Fifth, non-political events could affect the November 2nd outcome. 2010 has already seen a failed attempt to ignite a massive bomb in Times Square, the disruption of transatlantic air traffic by ashes from the Eyjafjallajökull volcano, depression of the international economy by economic turmoil in Greece, and a massive oil leak in the Gulf of Mexico. Another event – the capture of Osama bin Laden or the collapse of the global economy – could prove decisive.
Nonetheless, as November 2nd draws closer, it seems more likely that how well Democrats and Republicans do will depend less on exogenous factors such as how voters feel about President Obama or the Tea Party movement, and more on endogenous considerations such as the relative financial strength of the Democratic and Republican Parties and the quality of their candidates.

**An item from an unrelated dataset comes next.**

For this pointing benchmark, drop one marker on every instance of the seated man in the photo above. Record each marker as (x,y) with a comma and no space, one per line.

Sixth, Democrats have raised more money than Republicans. For example, at the end of April, DCCC (Democratic Congressional Campaign Committee) had $27.3M cash on hand compared to the NRCC's $11.4M. However, ROLLING STONE recently reported that Bush villains Karl Rove and Ed Gillespie are leading an independent fundraising effort to benefit Republican candidates. In some races the financial hand of Rove could prove to be decisive.
Finally, even in a tumultuous year, what will be decisive is the quality of the Democratic and Republican candidates. For example, Democrats are prepared to cede a Senate seat in North Dakota, where Democratic Senator Byron Dorgan is retiring, because they don’t have a compelling candidate to compete with Republican John Hoeven. On the other hand, Oregon incumbent Democratic Senator Ron Wyden is expected to easily win reelection in November, because Republicans don’t have an effective candidate. But in Missouri, where Republican Senator Kit Bond is retiring, the competition is expected to be very close; the prospective opponents will likely be Democratic Secretary of State Robin Carnahan and archconservative Republican Congressman Roy Blunt.
On November 2nd it’s probable that Democrats will lose seats in the House and Senate but still retain control of both bodies. Voters are angry, but their anger is diffuse, directed at incumbents in both Parties. There’s unlikely to be a strong tide that will carry sweep Republicans into power across the country.
The wild card is the economy and, more generally, unforeseen catastrophic events. In a strange year, there’s an unusual amount of uncertainty in the election.